Last week was another tough one to get through. I’ve been having difficulty getting my short-term disability claim approved. What set me over the edge was a call from the benefits specialist last Wednesday. He’s the one assigned to my claim. He received the paperwork from the Northside Primary Care office but was surprised by the physician’s statement. All she wrote was I was suffering from anxiety, depression and bipolar. WTF?!

I literally lost it for a few minutes. She mentioned nothing about the chronic pain, chronic fatigue or the number of infections I’ve suffered almost every month for the past six months. I felt betrayed. I felt like I had punched hard in the gut. Why?

I posted in my Facebook cancer support groups of what transpired to get thoughts on it. Many said maybe she was trying to set me up for permanent disability or maybe she wrote the wrong thing and it was meant for another patient. All those comments were disheartening and concerning. I had left messages for the doctor and her nurse via phone and through the portal. No response.

Why would a doctor write this and not notify me first?

Since Monday was a holiday, I let it go. I called first thing on Tuesday and asked to speak to her supervisor. In the end, I spoke directly with the clinical director. He said he would review my case, speak with the doctor and get back to me later that day. I was impressed because he kept his word and called that evening.

He explained that she wrote that diagnosis in her physician’s statement in order to get me approved. I said that all well and good, but she did not reference anything else. He agreed she should’ve notified me what she planning to put in her statement. The issue is nothing she said backed up what Emory Palliative Care and I wrote. How could she leave all the rest out?

The clinical director was impressive. He told me he would call my benefits specialist to clear up any confusion and send whatever additional paperwork that was requested. He told me he would call me Wednesday.

I received the call yesterday evening. The clinical director told me what he said to the benefits specialist, that my claim is being reviewed by the insurance’s doctors and now waiting on a decision. He answered all questions, kept that original doctor’s diagnosis and added the rest of what we discussed.

I told him the issue is the doctor never notified me or returned any of my calls. He agreed. At that point, I felt heard and can let this go. I did tell him to notate in my file that I never want to be treated by that doctor again.

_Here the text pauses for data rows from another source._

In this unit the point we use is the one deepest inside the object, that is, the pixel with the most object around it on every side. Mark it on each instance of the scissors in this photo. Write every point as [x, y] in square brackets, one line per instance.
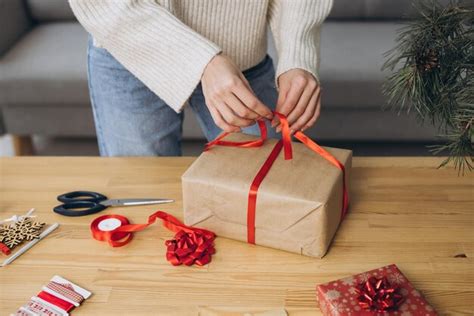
[80, 203]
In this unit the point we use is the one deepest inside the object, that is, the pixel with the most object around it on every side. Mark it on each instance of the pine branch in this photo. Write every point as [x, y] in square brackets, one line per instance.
[432, 68]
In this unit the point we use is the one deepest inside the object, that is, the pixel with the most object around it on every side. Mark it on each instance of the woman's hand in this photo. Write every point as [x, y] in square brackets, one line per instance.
[299, 99]
[229, 97]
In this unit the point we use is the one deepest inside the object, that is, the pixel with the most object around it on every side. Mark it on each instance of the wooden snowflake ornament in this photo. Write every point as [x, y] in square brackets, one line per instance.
[14, 234]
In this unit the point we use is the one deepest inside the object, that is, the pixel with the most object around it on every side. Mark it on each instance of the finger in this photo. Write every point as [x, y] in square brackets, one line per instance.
[296, 90]
[220, 122]
[316, 115]
[239, 108]
[282, 94]
[303, 102]
[304, 120]
[230, 117]
[251, 101]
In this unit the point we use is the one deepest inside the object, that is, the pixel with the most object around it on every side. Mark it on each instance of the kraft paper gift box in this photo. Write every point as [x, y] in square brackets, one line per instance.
[299, 202]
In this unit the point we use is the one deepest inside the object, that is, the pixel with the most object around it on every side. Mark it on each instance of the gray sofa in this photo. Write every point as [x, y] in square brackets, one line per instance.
[43, 77]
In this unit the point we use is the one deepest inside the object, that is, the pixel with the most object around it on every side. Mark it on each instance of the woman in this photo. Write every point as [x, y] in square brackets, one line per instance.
[149, 58]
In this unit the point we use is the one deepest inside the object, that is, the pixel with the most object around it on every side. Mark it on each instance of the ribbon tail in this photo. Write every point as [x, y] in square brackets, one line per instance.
[330, 158]
[252, 198]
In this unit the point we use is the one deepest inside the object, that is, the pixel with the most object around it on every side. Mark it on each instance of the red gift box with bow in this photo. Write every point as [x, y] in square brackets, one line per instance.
[383, 291]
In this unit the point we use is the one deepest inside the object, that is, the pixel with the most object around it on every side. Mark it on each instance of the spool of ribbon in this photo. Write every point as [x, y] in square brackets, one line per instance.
[378, 295]
[285, 144]
[56, 301]
[189, 246]
[5, 249]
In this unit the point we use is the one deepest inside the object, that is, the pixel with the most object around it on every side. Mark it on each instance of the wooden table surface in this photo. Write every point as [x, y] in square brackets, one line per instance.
[403, 211]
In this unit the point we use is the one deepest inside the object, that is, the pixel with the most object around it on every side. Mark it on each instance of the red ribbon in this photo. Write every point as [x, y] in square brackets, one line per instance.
[5, 249]
[190, 244]
[64, 305]
[379, 295]
[284, 143]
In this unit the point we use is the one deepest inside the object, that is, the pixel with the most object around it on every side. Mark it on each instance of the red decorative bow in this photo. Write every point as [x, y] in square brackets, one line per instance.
[190, 247]
[190, 244]
[379, 295]
[285, 144]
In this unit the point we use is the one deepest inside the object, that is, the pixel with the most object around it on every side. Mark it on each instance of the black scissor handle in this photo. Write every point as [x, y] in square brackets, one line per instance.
[79, 208]
[81, 196]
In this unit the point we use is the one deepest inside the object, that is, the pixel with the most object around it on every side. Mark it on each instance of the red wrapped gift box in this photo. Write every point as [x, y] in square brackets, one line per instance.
[379, 287]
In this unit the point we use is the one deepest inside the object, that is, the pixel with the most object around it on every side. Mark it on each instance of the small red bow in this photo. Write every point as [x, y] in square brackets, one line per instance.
[379, 295]
[190, 247]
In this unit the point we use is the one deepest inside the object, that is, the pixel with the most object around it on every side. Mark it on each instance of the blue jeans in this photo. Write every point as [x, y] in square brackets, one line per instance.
[131, 120]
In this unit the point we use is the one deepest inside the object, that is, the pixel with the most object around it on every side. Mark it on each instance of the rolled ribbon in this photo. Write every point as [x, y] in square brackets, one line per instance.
[189, 246]
[56, 301]
[379, 295]
[286, 145]
[5, 249]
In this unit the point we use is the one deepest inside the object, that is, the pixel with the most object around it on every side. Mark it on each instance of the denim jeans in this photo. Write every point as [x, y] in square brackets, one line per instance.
[131, 120]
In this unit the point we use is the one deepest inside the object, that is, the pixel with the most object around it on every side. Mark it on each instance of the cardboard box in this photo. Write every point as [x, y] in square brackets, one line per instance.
[298, 203]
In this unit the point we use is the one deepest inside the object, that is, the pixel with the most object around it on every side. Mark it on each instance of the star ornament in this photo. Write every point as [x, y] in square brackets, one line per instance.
[14, 234]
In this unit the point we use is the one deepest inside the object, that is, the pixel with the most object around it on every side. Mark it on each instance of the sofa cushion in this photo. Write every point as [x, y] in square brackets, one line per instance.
[376, 9]
[352, 54]
[50, 10]
[47, 66]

So, now I’m waiting on a decision from the insurance company. I’ve been without income going on four weeks. Thank God for my previous church and my mother. That’s the only reason I can even breathe and finally not stress. Do I feel guilty and ashamed for asking for financial help? A little. I also know when to let pride go and ask for what I need.

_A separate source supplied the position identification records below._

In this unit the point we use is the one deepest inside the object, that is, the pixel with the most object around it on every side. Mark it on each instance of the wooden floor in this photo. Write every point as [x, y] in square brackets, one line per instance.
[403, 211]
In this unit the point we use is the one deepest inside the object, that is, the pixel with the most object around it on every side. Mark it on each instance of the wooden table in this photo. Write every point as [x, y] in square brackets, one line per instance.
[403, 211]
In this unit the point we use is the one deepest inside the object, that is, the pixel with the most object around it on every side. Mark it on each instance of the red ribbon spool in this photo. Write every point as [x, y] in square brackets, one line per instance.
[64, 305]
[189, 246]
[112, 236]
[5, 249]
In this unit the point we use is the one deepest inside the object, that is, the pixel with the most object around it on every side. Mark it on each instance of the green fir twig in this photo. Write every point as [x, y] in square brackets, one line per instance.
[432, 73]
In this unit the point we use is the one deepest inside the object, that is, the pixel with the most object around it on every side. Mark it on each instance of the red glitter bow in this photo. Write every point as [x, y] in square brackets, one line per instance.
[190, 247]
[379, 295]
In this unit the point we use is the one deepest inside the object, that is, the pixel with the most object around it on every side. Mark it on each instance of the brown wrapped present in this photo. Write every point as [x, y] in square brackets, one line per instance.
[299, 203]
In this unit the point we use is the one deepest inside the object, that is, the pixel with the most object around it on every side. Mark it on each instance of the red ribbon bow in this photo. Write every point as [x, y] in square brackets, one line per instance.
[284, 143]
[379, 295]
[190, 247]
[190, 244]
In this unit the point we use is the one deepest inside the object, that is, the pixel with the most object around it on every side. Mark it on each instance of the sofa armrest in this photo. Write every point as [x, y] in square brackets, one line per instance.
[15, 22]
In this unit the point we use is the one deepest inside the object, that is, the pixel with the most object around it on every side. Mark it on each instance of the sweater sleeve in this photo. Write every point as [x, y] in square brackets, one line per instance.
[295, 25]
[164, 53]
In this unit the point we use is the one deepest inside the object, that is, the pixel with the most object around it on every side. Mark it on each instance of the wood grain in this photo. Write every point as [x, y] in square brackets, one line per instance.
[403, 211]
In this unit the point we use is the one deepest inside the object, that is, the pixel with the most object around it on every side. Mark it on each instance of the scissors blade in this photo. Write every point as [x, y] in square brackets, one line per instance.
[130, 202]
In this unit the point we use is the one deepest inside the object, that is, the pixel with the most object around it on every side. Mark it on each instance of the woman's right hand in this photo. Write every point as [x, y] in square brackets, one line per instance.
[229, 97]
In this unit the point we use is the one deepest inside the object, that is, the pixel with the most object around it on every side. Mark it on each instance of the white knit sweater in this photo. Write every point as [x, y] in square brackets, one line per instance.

My emotions are finally stable again thanks to Lexapro. I realized last week that I needed to get back on an antidepressant. I needed that buffer it gives me to handle the intensity of my emotions. I didn’t want to and fought it at first, but know I made the right decision. The Lexapro in the morning and CBD oil with THC in the evening helps take the edge off.

Putting my health first continues to come at a cost. I was born premature and sick from birth. It’s exhausting and expensive taking care of myself. There have been moments where I’ve felt strong and even invincible. Those days are long gone.

All I can do now is prep for my surgery on Monday, work on understanding this chronic pain and taking care of my mental health. Maybe that is the lesson I needed to learn. I can no longer continue to let these difficult and painful hits to my life completely throw me off course and into a tailspin. I need to stop being so reactive so I can focus on being proactive.